MOLECULAR MECAHNISMS OF ENDODERM DIFFERENTIATION

内胚层分化的分子机制

• 批准号: 07457555
• 负责人: YAMAMURA Kenichi
• 金额: $ 4.74万
• 依托单位: KUMAMOTO UNIVERSITY
• 依托单位国家: 日本
• 项目类别: Grant-in-Aid for Scientific Research (B)
• 财政年份: 1995
• 资助国家: 日本
• 起止时间: 1995 至 1996
• 项目状态: 已结题
• 来源: https://kaken.nii.ac.jp/grant/KAKENHI-PROJECT-07457555/
• 关键词: ES CELL; GENE TRAP; EMBRYOID BODY

Through the use of embryonic stem (ES) cells, the gene trap are now possible in the mouse. In this approach we use the gene trap vector which contains splice acceptor, reporter gene and plasmid DNA.This approach has three advantages, the isolation of an unknown gene, disruption of its unknown gene leading to the creation of knock out mouse, and the analysis of expression pattern of its unknown gene. However, it is essential to choose the screenig system to identify an unknown gene efficiently. We developed the new screenig system using the embryoid body formation. Cystic embryoid body was shown to have similar expression patterns of endodermal marker genes, thus allowing the embryoid body formation as a screenig system. It is difficult to isolate the 5' falnking region when the vector was integrated in an tandem array. To overcome this problem, we used the Cre-loxP system.
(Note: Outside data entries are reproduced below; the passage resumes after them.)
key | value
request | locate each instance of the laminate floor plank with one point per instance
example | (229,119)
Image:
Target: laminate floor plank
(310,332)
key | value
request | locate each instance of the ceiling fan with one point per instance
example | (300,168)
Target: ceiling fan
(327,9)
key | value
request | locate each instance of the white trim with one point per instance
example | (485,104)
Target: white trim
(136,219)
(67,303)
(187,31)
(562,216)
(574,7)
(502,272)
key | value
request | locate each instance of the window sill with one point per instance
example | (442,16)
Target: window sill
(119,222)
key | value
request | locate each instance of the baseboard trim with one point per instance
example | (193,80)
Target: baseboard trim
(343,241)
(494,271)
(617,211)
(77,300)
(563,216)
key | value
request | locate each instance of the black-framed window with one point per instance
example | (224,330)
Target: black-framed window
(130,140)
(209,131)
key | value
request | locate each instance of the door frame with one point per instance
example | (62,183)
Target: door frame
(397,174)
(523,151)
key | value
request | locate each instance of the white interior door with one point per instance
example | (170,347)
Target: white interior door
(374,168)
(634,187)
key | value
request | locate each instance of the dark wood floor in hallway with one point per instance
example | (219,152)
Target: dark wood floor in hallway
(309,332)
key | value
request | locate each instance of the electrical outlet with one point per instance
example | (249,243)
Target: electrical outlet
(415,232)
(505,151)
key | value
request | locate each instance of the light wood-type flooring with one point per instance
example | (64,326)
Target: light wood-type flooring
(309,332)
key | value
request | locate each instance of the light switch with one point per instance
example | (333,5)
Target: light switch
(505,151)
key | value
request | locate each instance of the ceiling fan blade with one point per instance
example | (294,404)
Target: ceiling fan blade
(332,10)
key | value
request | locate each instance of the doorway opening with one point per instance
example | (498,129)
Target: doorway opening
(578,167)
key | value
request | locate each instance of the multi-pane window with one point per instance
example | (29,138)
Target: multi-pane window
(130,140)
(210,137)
We constructed the new trap vector which contains two loxP sites. It was shown that the extra copies of vectors can be removed by the transient expression of Cre. Using these system we isolated 120 ES trap clones and divided them into 6 groups according to thier expression pattern of marker gene during embryoid body formation. The 5' flanking region was isolated from four trap clones and sequenced. Three of them were known genes and the other was unknown, suggesting that this method is quite efficiente in defining unknown genes and production of knock out mouse.
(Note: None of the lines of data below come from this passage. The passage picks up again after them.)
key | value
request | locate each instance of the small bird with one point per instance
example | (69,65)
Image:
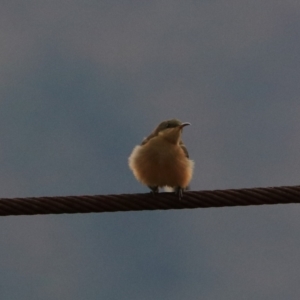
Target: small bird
(162,159)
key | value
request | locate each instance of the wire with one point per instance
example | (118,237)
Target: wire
(137,202)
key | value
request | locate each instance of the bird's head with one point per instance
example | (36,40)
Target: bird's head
(171,130)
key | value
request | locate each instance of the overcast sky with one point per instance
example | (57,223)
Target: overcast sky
(83,82)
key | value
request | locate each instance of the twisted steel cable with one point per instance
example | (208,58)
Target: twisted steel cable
(135,202)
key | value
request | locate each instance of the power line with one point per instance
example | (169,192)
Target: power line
(137,202)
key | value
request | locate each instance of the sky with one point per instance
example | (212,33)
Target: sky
(83,82)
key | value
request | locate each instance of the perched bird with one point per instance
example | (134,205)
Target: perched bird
(162,159)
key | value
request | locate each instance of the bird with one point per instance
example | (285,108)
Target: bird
(162,159)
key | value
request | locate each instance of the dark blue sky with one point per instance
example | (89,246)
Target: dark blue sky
(83,82)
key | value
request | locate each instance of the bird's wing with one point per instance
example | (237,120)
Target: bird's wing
(184,149)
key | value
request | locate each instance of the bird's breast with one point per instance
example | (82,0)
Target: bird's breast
(160,163)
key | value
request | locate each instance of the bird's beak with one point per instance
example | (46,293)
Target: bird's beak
(184,124)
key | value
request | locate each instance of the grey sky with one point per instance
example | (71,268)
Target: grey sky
(82,82)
通过使用胚胎干细胞(ES)，现在可以在小鼠身上捕获基因。在该方法中，我们使用了包含剪接受体、报告基因和质粒DNA的基因陷阱载体，该方法具有三个优点：分离未知基因，干扰其未知基因导致基因敲除小鼠的产生，以及分析其未知基因的表达模式。然而，选择Screenig系统来有效地鉴定未知基因是必不可少的。我们开发了利用类胚体形成的新的筛选系统。囊状胚状体具有相似的内胚层标记基因表达模式，从而使胚状体形成为一个筛选系统。当载体整合到串联阵列中时，很难分离出5‘端错配区域。为了克服这个问题，我们使用了CRE-loxP系统。我们构建了含有两个loxP位点的新的陷阱载体。结果表明，Cre的瞬时表达可以去除载体的多余拷贝。利用该体系分离了120个ES诱捕克隆，并根据标记基因在类胚体形成过程中的表达模式将其分为6组。从4个陷阱克隆中分离出5‘侧翼区，并对其进行了序列测定。其中3个为已知基因，1个为未知基因，表明该方法在确定未知基因和生产基因敲除小鼠方面是非常有效的。

项目成果

Hiramatsu, R.et al.: "The 3′enhancer region determines the B/T specificity and pro-B/pre-B specificity of immunoglobulin Vk-Jkjoining." Cell. 83. 1113-1123 (1995)

Hiramatsu, R. 等人：“3 增强子区域决定了免疫球蛋白 Vk-Jk 连接的 B/T 特异性和前 B/前 B 特异性。”Cell。
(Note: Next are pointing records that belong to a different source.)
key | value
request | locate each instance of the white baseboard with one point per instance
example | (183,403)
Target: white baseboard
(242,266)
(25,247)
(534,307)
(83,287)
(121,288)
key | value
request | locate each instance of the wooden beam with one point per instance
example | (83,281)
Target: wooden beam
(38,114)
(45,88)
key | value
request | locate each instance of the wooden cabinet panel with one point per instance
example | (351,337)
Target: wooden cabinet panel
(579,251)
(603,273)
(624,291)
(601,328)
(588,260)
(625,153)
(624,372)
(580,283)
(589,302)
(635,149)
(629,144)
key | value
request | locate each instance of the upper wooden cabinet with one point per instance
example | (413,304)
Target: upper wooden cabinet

Yamamura, K.: "Toransujenitukumaususakuseihou" Menekikenkiyuuhouhandobutuku kaitei 2han. 503-511 (1995)

Yamamura, K.：“Toransujenitukumaususakuseihou”Menekikenkiyuuhouhandobutuku kaitei 2han。

Yamamura, K.: "Idensikougakuniyorudoubutumoderusakusei" Byoutaiseiri. 14. 961-966 (1995)

山村 K.：“Idensikougakuniyorudoubutumoderusakusei”Byoutaiseiri。

Nagata, Y.et al.: "A 6-kb upstream region of the human transthyretin gene can direct developmental,tissue-specific,and quantitatively normal expression in transgenic mouse." J.Biochem.117. 169-175 (1995)

Nagata, Y.等人：“人类运甲状腺素蛋白基因的 6-kb 上游区域可以指导转基因小鼠的发育、组织特异性和定量正常表达。”

荒木喜美、山村研一: "遺伝子トラップ法による挿入変異マウスの作製と未知遺伝子の検索" 蛋白質核酸酵素(増刊). 40. 2017-2024 (1995)

Kimi Araki，Kenichi Yamamura：“使用基因捕获方法创建插入突变小鼠并搜索未知基因”蛋白质核酸酶（特别版）40。2017-2024（1995）。